Windows 11 will finally stop playing videos in “Movies & TV”


Slowly but surely, Microsoft has reviewed all of Windows’ system apps and revised them for Windows 11. The company began testing an update to Notepad last month, and upgrades to Calendar and Media. Player are in progress.

Microsoft introduced a new Media Player app in Windows 11 last year, which replaced the old “Groove” music player. It primarily serves as a music library, similar to Apple’s iTunes and Music apps, but it can also play video files (and music without importing). Starting with Media Player 11.2206.30.0, which is currently being tested with Windows Insiders in Windows 11 Dev Channel, Media Player is now the default app to open video files on your PC instead of the “Movies & TV” app .

The Movies & TV app was first included in Windows 10, primarily to play movies and shows purchased from the Microsoft Store. It also replaced the classic Windows Media Player as the default application for opening video and audio files, although it still didn’t have many playback options, and Windows Media Player continued to be included in Windows 10. Microsoft has made the old Windows Media Player an optional download in Windows 11.
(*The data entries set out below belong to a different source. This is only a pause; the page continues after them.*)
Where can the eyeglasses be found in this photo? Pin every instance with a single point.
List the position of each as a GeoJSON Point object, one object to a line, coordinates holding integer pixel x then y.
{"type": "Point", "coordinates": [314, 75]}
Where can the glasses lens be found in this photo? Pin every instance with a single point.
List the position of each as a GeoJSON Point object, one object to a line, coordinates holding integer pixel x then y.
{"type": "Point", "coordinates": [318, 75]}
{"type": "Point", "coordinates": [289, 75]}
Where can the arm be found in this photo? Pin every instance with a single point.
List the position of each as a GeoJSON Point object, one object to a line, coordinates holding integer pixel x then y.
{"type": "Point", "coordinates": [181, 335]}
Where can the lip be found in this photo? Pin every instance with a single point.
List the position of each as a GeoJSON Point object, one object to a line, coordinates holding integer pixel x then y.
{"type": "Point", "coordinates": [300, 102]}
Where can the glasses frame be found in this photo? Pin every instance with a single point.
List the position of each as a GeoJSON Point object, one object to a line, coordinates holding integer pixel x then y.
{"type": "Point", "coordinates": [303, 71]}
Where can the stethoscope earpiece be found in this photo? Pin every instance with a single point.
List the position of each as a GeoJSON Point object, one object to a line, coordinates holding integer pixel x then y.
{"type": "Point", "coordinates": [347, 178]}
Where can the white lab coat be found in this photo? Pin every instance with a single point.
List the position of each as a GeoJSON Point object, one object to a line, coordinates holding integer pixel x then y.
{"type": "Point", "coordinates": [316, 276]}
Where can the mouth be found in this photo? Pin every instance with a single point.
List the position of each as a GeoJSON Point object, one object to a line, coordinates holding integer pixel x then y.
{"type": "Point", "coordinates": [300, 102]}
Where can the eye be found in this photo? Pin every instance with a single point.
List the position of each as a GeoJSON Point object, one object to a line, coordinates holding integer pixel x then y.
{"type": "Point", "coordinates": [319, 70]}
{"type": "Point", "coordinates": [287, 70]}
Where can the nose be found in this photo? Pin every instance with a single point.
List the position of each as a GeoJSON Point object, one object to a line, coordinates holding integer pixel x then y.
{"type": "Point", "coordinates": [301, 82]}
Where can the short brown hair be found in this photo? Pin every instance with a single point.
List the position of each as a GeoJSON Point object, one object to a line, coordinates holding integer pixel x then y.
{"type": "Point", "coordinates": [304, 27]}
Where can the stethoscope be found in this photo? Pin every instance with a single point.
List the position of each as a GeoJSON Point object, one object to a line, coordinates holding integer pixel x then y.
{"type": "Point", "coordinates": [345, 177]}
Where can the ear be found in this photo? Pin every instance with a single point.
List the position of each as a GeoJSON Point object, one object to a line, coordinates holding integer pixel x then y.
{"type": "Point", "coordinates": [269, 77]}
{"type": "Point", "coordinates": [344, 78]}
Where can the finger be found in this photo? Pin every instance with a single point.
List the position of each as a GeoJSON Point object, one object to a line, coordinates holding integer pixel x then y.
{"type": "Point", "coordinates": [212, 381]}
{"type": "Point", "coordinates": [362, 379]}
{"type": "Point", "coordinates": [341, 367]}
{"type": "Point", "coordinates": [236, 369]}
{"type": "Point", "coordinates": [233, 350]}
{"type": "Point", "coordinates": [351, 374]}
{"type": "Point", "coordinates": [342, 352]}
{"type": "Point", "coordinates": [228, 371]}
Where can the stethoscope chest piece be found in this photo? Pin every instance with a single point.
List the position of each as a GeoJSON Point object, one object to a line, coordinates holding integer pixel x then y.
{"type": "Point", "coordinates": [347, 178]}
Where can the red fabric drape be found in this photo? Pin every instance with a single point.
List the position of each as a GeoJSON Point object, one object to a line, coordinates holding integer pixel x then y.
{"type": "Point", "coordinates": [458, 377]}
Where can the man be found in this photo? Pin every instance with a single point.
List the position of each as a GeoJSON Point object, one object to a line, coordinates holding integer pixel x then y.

ripping image from CD with Media Player

Speaking of the classic Windows Media Player, the new Media Player also receives one of its best features: the ability to rip CD discs. You can choose between AAC, WMA, FLAC, and ALAC formats when importing music from CD, and several bitrate options are available. It’s funny to think of CD ripping as a new feature in 2022, but CDs are still around, and Windows 11 users won’t have to reinstall the old Windows Media Player (or download a tool third parties) to copy the content.

It looks like Microsoft is positioning the new Media Player as the main media app on Windows, which is certainly better than the hodgepodge of three apps (old Media Player, Groove, and Movies & TV) we had on Windows 10. won’t go away, though – in fact, Microsoft is adding native Arm64 support for the app into the Windows 11 development chain.